Julius Herman Boeke who created the concept of dual economy describes it as the coexistence of a modern and a traditional economic sector in a colonial economy. A dual economy is apparent when there are two separate economic sectors within a country. The sectors are distinguished by different levels of development and a large disequilibrium in terms of technology and demand.
This duality is very present in the Malagasy economy, within and across sectors. The main characteristic of the Malagasy dual economy is the formal vs. the informal sector. The World Bank has done a thorough analysis of the informal sector in Madagascar Informal Sector Dynamics in Times of Fragile Growth : The Case of Madagascar (worldbank.org) but it is important to note that in Madagascar, the informal sector accounts for 80% of jobs.
One example of a duality across sectors in Madagascar the Information and Communication Technology (ICT) vs. the agriculture. Madagascar is very up to date in terms of ICT, keeping up with all the new generations of technology (3G, 4G, 5G till ARTEC suspended Telma’s 5G network in July 2020) and all the computers, phones, tablets...though in the agriculture, farmers are still using spades on the rice fields.

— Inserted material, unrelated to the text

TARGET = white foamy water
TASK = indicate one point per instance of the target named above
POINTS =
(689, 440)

The duality exists also within the agriculture sector. Large companies like Tozzi Green use heavy machinery with advanced technologies, while farmers are still working with traditional means. The main dealership of tractors in Madagascar sold only 70 of them in 2016, though the island has 1.8 million hectares of arable land. That undermines the fact that technology is not accessible to the common farmers.
This difference is also seen in the education sector. According to the United Nations, in the Sub Saharan Africa region, 50% of primary and secondary schools do not have access to electricity and Madagascar is no exception. The contrast is blatant between private schools in the capital city and the public schools in rural areas.
While it is not directly related to economic activities , the disequilibrium is most striking when it happens within the administration. Some ministries are very well equipped (vehicles, computers, internet connections…) while some still use typewriters.